L'événement, qui s'est déroulé dans le township de Tokoza, dans la banlieue de Johannesburg, a été précédé de prières, de discours et d'un spectacle contre la violence domestique, fléau national.
Mais l'attraction principale était sur le tapis rouge déroulé dans la salle communautaire, où de sémillantes grands-mères ont fièrement défilé.
"Cela me rajeunit" déclare à l'AFP Malindi, arrière-grand-mère de cinq enfants, avant d'amorcer quelques pas de danse sur l'air "d'Happy Mama" du légendaire musicien de jazz Hugh Masekela.
Dans cette version argentée du concours de beauté, pas de catégories maillot de bain ou tenue de soirée. Les belles ont défilé dans leurs habits du dimanche, de la robe d'été sans manches au bandeau orange audacieux, du collier de perles à la tenue traditionnelle.

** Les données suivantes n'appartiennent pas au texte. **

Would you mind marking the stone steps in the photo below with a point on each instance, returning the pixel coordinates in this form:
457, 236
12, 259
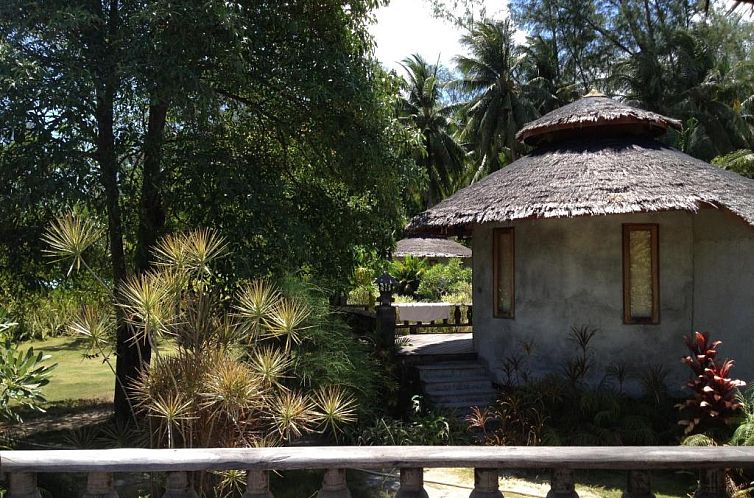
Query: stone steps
457, 385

Le public, pour la plupart des femmes du groupe de soutien Sukuma Mbokodo qui a organisé le spectacle, applaudit, encourage et filme avec ses téléphones.
- "Jeune à nouveau"
Dans le stand du maquillage, priorité aux rouges à lèvres aux tons de baies, mais la plupart des candidates ont choisi d'exposer leurs visages nus et leurs sourires éclatants. la plus jeune participante a 63 ans, la plus âgée 81.

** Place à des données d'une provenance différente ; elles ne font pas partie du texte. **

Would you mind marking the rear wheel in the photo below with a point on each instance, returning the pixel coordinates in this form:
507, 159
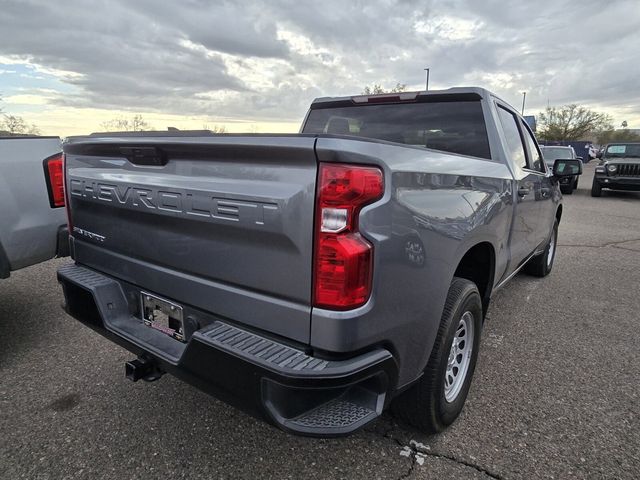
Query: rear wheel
436, 400
541, 265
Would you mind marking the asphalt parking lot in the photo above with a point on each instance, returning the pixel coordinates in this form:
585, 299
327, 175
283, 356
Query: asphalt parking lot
555, 393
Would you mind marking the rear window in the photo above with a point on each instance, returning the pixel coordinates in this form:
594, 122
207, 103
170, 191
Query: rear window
456, 127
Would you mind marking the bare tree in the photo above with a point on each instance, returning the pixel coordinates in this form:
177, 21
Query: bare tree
623, 135
378, 89
123, 124
571, 122
15, 125
215, 129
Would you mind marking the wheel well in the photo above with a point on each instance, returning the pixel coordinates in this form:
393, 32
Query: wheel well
478, 265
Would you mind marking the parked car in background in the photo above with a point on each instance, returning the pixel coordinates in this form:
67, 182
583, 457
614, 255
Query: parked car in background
33, 221
619, 169
551, 154
314, 279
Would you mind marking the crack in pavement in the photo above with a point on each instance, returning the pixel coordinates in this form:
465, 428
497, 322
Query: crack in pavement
418, 449
604, 245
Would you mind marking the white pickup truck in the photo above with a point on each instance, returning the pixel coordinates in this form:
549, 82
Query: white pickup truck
33, 222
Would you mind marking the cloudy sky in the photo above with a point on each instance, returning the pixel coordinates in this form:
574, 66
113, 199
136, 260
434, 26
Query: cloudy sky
255, 66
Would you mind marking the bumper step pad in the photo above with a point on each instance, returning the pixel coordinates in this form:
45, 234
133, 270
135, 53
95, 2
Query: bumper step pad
335, 414
286, 385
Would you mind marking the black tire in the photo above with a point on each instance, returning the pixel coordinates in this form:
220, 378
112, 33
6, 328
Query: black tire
541, 265
424, 406
566, 189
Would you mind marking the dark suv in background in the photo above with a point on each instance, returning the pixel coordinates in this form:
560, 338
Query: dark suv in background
619, 168
553, 153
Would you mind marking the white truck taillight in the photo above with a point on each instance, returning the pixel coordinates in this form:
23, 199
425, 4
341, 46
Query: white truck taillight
343, 259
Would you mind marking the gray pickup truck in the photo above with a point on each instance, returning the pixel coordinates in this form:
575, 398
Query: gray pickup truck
314, 279
33, 222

C'est la septuagénaire Margaret Fatyela qui a remporté la couronne argentée.
"Maintenant, nous sommes comme des écolières", dit-elle, assise près de son premier prix, un service à thé et un sac d'articles de toilette.

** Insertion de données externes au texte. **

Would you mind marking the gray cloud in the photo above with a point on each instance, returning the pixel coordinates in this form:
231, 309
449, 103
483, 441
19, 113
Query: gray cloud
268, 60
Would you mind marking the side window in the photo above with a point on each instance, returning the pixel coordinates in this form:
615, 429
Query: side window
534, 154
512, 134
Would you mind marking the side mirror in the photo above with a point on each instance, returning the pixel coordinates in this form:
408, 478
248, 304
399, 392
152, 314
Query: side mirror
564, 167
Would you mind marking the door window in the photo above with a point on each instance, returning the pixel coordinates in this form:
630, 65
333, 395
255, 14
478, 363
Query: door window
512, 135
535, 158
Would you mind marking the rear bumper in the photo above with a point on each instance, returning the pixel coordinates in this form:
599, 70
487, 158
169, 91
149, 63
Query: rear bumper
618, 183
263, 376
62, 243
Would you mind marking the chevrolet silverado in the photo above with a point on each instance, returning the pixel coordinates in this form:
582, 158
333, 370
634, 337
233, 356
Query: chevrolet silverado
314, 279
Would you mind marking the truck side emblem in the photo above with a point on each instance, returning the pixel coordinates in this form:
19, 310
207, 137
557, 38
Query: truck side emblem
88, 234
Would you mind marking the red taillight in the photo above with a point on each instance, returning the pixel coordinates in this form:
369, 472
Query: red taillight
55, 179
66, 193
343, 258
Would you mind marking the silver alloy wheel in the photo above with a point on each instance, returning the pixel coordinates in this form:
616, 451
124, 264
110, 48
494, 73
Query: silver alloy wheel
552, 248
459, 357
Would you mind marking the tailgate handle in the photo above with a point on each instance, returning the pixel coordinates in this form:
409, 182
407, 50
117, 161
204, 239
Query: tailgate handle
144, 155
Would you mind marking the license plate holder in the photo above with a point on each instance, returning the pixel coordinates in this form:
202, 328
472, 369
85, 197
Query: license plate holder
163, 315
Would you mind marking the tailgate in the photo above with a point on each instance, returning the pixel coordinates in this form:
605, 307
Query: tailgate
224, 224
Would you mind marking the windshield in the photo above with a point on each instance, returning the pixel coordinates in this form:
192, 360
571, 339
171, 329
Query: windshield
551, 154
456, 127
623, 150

C'est la première fois que cette ancienne employée de maison et mère de huit enfants participe à un concours de beauté. "J'ai l'impression d'être à nouveau jeune, capable de tout faire", dit-elle en regardant la première dauphine, Lidia Mokoena.
Pour les organisateurs, l'événement visait à célébrer les grands-mères et arrière-grands-mères si importantes dans la société sud-africaine, largement appauvrie, même si elles restent le plus souvent dans l'ombre.
Selon les données officielles, près de quatre enfants sur dix sont élevés dans des foyers dirigés par des grands-parents.
De nombreux parents sont contraints de déménager pour trouver du travail. Avec le taux élevé de grossesses chez les adolescentes et les décès liés au sida, ce sont autant de facteurs qui contribuent à cette situation.
"Souvent, dès qu'ils prennent leur retraite, elles deviennent des citoyennes oubliées. Tout ce qu'elles font, c'est s'occuper de leurs arrière-petits-enfants et de leurs petits-enfants", explique à l'AFP Bridget Thusi, une fonctionnaire locale.
"Voir des programmes comme celui-ci où elles sont célébrées et où elles oublient un temps les problèmes domestiques est vraiment une chose étonnante", ajoute-t-elle.
"A notre âge, nous pensions peut-être que comme nos maris ne sont plus là, c'est la fin du monde" dit Joyce Malindi, qui a perdu son mari il y a quatre ans. Mais cet événement "nous remonte le moral (...) Nous sommes toujours en vivantes et la vie continue".